Question

A capillary of radius r = 0.2 mm is dipped vertically in a liquid of density, (p = 1gm/cc). A small piston (x) is inserted inside the capillary which maintains the constant pressure of air ($P_1$ = 2 × $10^4$ dynes/cm²) above the hemispherical meniscus. If ambient pressure is $P_o$ = $10^5$ dynes/cm² and surface tension of liquid is T = 72 dynes/cm, then find the height h of liquid in cm. (weight of curved part of liquid is ignored)

Answer 1

89 cm

Answer 2

The pressure at the level of the liquid surface in the reservoir is the ambient pressure $P_o$.

Inside the capillary tube, consider a point at the same horizontal level as the liquid surface in the reservoir. The pressure at this point can be found by considering the pressure at the top of the liquid column and the pressure due to the height of the liquid column.

The pressure of air above the hemispherical meniscus is $P_1$.

Due to the hemispherical meniscus, there is a pressure difference across the meniscus given by the Laplace formula, $\Delta P = \frac{2T}{r}$, where $T$ is the surface tension and $r$ is the radius of the capillary. Since the meniscus is concave upwards, the pressure inside the liquid just below the meniscus is less than the pressure above the meniscus.

Pressure just below the meniscus $= P_1 - \frac{2T}{r}$.

The pressure at a depth $h$ below the level just below the meniscus is given by $P_{depth} = P_{surface} + \rho g h$.

So, the pressure at the bottom of the liquid column of height $h$ inside the capillary, at the level of the reservoir surface, is $P_{bottom} = (P_1 - \frac{2T}{r}) + \rho g h$.

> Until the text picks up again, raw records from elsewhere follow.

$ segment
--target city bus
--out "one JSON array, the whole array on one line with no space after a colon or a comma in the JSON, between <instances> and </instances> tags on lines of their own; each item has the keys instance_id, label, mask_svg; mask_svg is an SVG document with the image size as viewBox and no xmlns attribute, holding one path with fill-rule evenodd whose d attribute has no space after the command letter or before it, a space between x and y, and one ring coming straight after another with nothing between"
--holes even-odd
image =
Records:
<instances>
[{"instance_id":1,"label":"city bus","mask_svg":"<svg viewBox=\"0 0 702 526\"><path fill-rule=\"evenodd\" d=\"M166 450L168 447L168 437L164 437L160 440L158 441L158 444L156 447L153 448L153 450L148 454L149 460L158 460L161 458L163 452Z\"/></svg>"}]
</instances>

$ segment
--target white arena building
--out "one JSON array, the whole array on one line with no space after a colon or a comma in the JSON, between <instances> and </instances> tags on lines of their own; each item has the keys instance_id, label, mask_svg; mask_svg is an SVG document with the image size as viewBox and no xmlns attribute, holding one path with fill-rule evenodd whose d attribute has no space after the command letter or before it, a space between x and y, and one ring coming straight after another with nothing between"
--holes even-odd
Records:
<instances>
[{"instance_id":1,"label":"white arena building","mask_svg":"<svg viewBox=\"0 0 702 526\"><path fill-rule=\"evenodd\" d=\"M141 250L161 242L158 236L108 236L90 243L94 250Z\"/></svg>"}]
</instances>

By Pascal's principle, the pressure at the same horizontal level in a continuous liquid at rest is the same. Therefore, the pressure at the bottom of the liquid column inside the capillary is equal to the ambient pressure $P_o$.

$P_o = P_1 - \frac{2T}{r} + \rho g h$.

We are given the following values: $r = 0.2$ mm $= 0.2 \times 10^{-1}$ cm $= 0.02$ cm. $\rho = 1$ gm/cc $= 1$ gm/cm³. $P_1 = 2 \times 10^4$ dynes/cm². $P_o = 10^5$ dynes/cm². $T = 72$ dynes/cm. The acceleration due to gravity in CGS units is $g = 980$ cm/s².

We need to find the height $h$ in cm. Rearranging the equation for $h$: $\rho g h = P_o - P_1 + \frac{2T}{r}$ $h = \frac{P_o - P_1 + \frac{2T}{r}}{\rho g}$

Calculate the terms: $P_o - P_1 = 10^5 - 2 \times 10^4 = 100000 - 20000 = 80000$ dynes/cm². $\frac{2T}{r} = \frac{2 \times 72 \text{ dynes/cm}}{0.02 \text{ cm}} = \frac{144}{0.02} \text{ dynes/cm}^2 = 7200 \text{ dynes/cm}^2$. Numerator $= 80000 + 7200 = 87200$ dynes/cm². Denominator $\rho g = 1 \text{ gm/cm}^3 \times 980 \text{ cm/s}^2 = 980 \text{ gm/(cm}^2 \text{s}^2)$.

Note that 1 dyne/cm² = 1 gm/(cm s²). So the units are consistent.

$h = \frac{87200 \text{ dynes/cm}^2}{980 \text{ gm/(cm}^2 \text{s}^2)} = \frac{87200 \text{ gm/(cm s²)}}{980 \text{ gm/(cm}^2 \text{s}^2)}$. $h = \frac{87200}{980} \text{ cm} = \frac{8720}{98} \text{ cm} = 89 \text{ cm}$.